VERDAD: Con el auge de los estudios virtuales y semipresenciales, que venían desde incluso antes de la pandemia, han aparecido muchas plataformas con metodologías muy eficientes para evaluar a los estudiantes. Estas herramientas, afortunadamente, son muy sencillas de utilizar tanto para docentes, como para los alumnos. En cuanto a la posibilidad de hacer trampa en esta modalidad, existen igualmente aplicaciones que garantizan tanto la identidad del estudiante, como la autenticidad y veracidad de sus respuestas. De igual manera, existen algunas plataformas que evitan abrir otras páginas de internet mientras están en curso, e incluso otras más avanzadas que analizan el comportamiento de la mirada del alumno.  

  • MITO: Los estudiantes prefieren la educación presencial 

VERDAD: Al igual que en el primer punto, no se puede generalizar la experiencia. Así como a muchos estudiantes les ha costado mucho adaptarse al sistema de educación virtual, para otros ha sido un descubrimiento y una entrada a una nueva opción para su futuro. Para muchos alumnos, estudiar de manera virtual ha sido un punto de partida para comprender una forma alternativa de hacerlo, de complementar su tiempo con otras actividades y de crear otras responsabilidades que en la presencialidad no tenían. Debemos comprender que en la actualidad son muchas las actividades que antes se realizaban presencialmente, pero que ahora se las prefiere realizar a través de la web, como por ejemplo las transacciones y movimientos bancarios. Es por eso, que es importante familiarizarse con hacer procesos de este tipo desde casa, con la seguridad de que tiene las mismas garantías que acudiendo en persona. 

Antes de la pandemia, existían muchos prejuicios con respecto a la educación virtual. Si bien, en la actualidad, a pesar de haberla vivido de forma obligatoria por casi un año y medio, aún no hay una total aceptación, sí se han roto muchos mitos, como los que presentamos en este artículo. Ahora que la presencialidad parece acercarse, sin duda la educación virtual habrá alcanzado un nuevo paradigma y seguramente será una opción que seguirá ganando popularidad. Como ha ocurrido con todos los avances tecnológicos, será cuestión de tiempo hasta encontrar estas modalidades más amigables e incluso verlas como “normales”, tal como ocurrió hace algunos años con la migración de la banca al entorno digital, y que ha facilitado la educación financiera, sobre todo en jóvenes. 
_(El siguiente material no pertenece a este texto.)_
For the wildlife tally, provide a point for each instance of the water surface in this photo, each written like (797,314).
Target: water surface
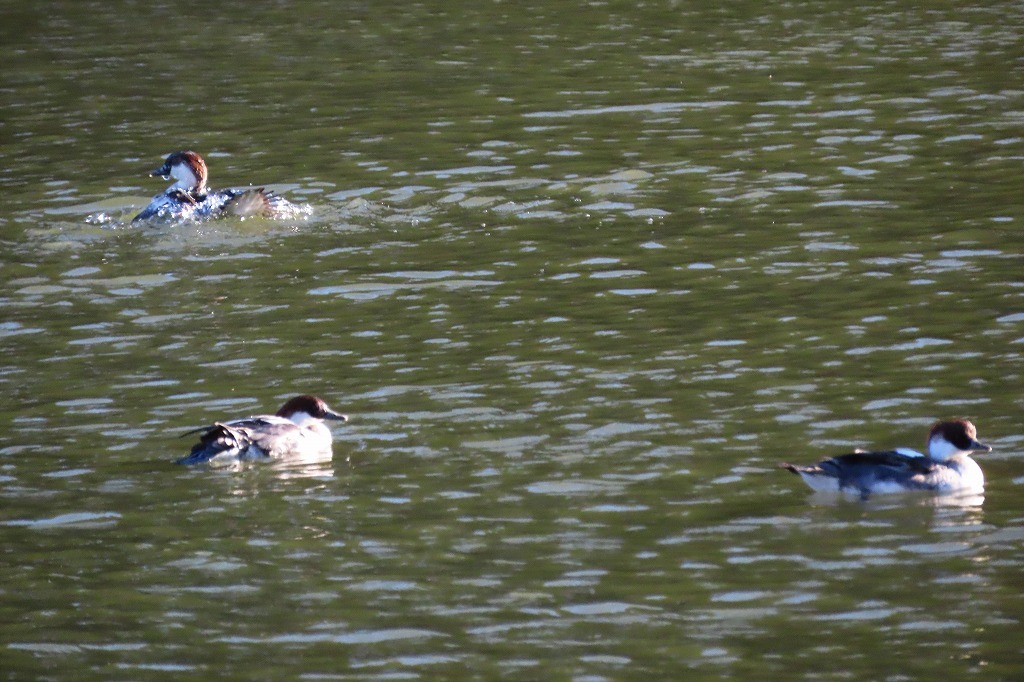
(582,274)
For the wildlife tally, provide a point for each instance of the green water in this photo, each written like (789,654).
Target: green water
(581,274)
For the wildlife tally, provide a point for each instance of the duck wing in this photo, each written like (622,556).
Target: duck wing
(248,203)
(242,438)
(890,461)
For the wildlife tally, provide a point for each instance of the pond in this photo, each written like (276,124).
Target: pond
(582,274)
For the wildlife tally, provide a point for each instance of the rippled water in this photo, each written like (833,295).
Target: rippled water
(581,274)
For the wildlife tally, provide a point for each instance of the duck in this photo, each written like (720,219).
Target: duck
(947,466)
(189,198)
(296,431)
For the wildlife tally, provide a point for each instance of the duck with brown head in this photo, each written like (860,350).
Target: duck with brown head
(189,198)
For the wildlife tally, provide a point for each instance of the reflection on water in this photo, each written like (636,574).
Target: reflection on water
(582,274)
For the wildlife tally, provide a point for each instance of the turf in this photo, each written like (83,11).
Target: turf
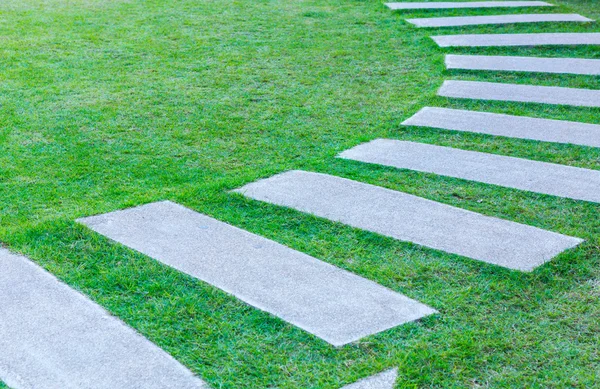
(110,104)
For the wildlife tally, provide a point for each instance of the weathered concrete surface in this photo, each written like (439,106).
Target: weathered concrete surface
(465,4)
(385,380)
(522,127)
(540,39)
(329,302)
(411,218)
(455,21)
(53,337)
(518,173)
(520,93)
(524,64)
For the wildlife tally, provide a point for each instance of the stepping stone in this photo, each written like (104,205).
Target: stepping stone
(499,19)
(521,93)
(411,218)
(543,39)
(524,64)
(53,337)
(466,4)
(331,303)
(385,380)
(522,127)
(524,174)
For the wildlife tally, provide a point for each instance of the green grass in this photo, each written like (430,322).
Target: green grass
(110,104)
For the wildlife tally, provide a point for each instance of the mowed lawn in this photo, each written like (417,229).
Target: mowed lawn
(110,104)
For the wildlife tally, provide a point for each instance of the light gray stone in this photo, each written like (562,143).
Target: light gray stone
(518,173)
(465,4)
(540,39)
(411,218)
(53,337)
(329,302)
(522,127)
(385,380)
(524,64)
(520,93)
(495,19)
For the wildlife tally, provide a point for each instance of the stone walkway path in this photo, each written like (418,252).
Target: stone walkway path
(524,64)
(523,127)
(520,93)
(411,218)
(465,4)
(456,21)
(524,174)
(322,299)
(490,40)
(53,337)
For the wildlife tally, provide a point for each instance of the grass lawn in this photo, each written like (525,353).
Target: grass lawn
(110,104)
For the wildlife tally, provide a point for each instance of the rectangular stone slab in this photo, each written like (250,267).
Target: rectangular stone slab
(524,64)
(53,337)
(541,177)
(465,4)
(520,93)
(522,127)
(496,19)
(411,218)
(541,39)
(326,301)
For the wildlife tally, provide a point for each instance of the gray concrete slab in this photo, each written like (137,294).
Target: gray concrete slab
(521,93)
(522,127)
(540,39)
(53,337)
(524,64)
(541,177)
(326,301)
(456,21)
(385,380)
(465,4)
(411,218)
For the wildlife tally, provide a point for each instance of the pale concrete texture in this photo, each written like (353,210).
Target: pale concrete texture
(523,127)
(524,64)
(465,4)
(52,337)
(520,93)
(329,302)
(540,39)
(524,174)
(385,380)
(455,21)
(411,218)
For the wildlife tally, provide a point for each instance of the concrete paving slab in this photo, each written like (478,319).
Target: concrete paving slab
(522,127)
(411,218)
(385,380)
(456,21)
(524,64)
(541,177)
(541,39)
(326,301)
(53,337)
(465,4)
(520,93)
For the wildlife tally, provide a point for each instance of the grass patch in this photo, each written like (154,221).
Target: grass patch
(106,105)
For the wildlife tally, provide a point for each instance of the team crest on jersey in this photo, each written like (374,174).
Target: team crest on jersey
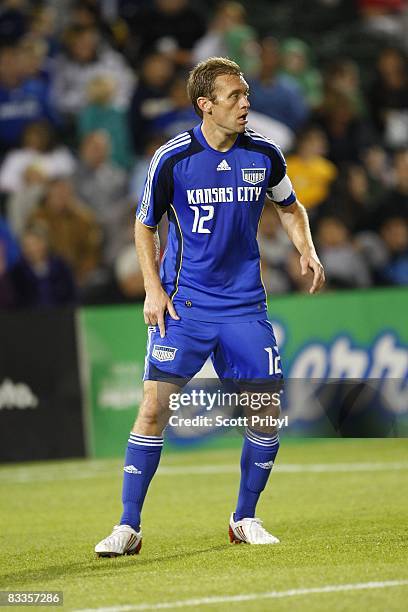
(163,353)
(253,175)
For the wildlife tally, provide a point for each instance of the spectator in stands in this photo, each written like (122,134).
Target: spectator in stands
(344,265)
(168,26)
(351,200)
(378,168)
(39,150)
(13,21)
(101,184)
(275,95)
(296,64)
(128,275)
(229,35)
(150,98)
(22,100)
(347,134)
(34,62)
(20,204)
(274,246)
(9,245)
(181,117)
(101,114)
(343,77)
(43,27)
(394,232)
(73,230)
(40,278)
(86,57)
(9,256)
(389,97)
(311,173)
(98,182)
(395,202)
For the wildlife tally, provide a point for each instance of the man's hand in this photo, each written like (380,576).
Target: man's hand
(156,304)
(311,261)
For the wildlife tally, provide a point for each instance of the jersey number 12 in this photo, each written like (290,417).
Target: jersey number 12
(198,224)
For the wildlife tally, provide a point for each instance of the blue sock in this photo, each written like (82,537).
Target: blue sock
(258,454)
(141,461)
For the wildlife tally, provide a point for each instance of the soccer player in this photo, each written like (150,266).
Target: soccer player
(208,298)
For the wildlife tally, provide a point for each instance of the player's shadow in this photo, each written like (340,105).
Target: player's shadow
(93,565)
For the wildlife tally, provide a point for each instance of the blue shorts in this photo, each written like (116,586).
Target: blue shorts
(245,351)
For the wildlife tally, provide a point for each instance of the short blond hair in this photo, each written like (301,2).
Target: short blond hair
(201,80)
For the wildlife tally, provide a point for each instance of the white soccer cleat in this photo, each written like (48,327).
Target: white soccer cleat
(249,531)
(123,540)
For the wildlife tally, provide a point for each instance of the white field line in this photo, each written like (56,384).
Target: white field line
(207,601)
(97,469)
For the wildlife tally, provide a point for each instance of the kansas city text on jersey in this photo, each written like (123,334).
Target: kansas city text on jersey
(221,195)
(214,201)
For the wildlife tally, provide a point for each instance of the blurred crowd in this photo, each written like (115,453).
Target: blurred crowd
(89,89)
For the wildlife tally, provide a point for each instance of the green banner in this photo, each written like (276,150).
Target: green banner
(356,334)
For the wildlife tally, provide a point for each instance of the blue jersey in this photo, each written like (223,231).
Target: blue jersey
(214,201)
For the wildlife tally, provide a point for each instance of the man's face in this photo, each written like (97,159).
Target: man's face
(229,109)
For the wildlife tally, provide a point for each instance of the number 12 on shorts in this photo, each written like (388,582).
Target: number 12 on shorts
(274,360)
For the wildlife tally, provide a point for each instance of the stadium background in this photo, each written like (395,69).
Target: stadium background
(88,90)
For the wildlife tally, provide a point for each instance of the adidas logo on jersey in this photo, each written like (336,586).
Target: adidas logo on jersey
(223,165)
(265,466)
(131,469)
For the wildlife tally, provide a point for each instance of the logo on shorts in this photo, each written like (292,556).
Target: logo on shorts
(163,353)
(265,466)
(253,175)
(131,469)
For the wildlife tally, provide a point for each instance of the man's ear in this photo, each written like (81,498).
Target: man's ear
(204,104)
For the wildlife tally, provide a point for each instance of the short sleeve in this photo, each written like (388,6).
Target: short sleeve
(279,188)
(157,194)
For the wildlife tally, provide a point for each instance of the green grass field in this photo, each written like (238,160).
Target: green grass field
(338,524)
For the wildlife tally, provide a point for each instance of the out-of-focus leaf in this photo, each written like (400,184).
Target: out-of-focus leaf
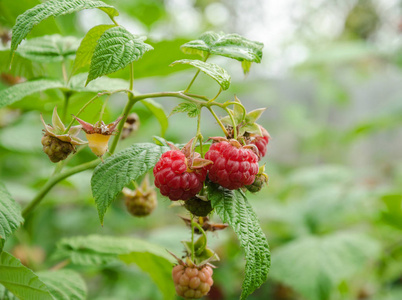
(228,45)
(55,8)
(49,48)
(233,208)
(151,258)
(110,177)
(212,70)
(10,215)
(20,280)
(64,284)
(19,91)
(87,46)
(323,262)
(190,108)
(115,49)
(158,112)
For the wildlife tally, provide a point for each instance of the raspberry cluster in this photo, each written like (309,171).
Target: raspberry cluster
(233,167)
(192,282)
(175,179)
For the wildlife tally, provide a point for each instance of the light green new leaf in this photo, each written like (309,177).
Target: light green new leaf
(234,209)
(64,284)
(20,280)
(87,46)
(190,108)
(19,91)
(110,177)
(212,70)
(26,21)
(323,262)
(77,83)
(228,45)
(49,48)
(158,112)
(151,258)
(10,215)
(115,49)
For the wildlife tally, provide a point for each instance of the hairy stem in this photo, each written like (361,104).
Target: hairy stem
(53,181)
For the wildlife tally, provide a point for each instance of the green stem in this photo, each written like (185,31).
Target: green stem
(131,76)
(233,122)
(195,76)
(217,95)
(130,103)
(192,239)
(219,121)
(53,181)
Es importante seguir rompiendo estigmas sobre este tema y comprender que la calidad de la educación depende más que nada del contenido, de la preparación del docente y, por supuesto, de la predisposición de los alumnos. Esto, sin olvidarnos de utilizar las herramientas que nos ofrece la tecnología, como un aliado importante de acercamiento a nuevos conocimientos. Seguramente, una de las formas más efectivas de comprobar la eficiencia de esta modalidad, serán las evaluaciones que se hagan a los estudiantes cuando retornen a las aulas.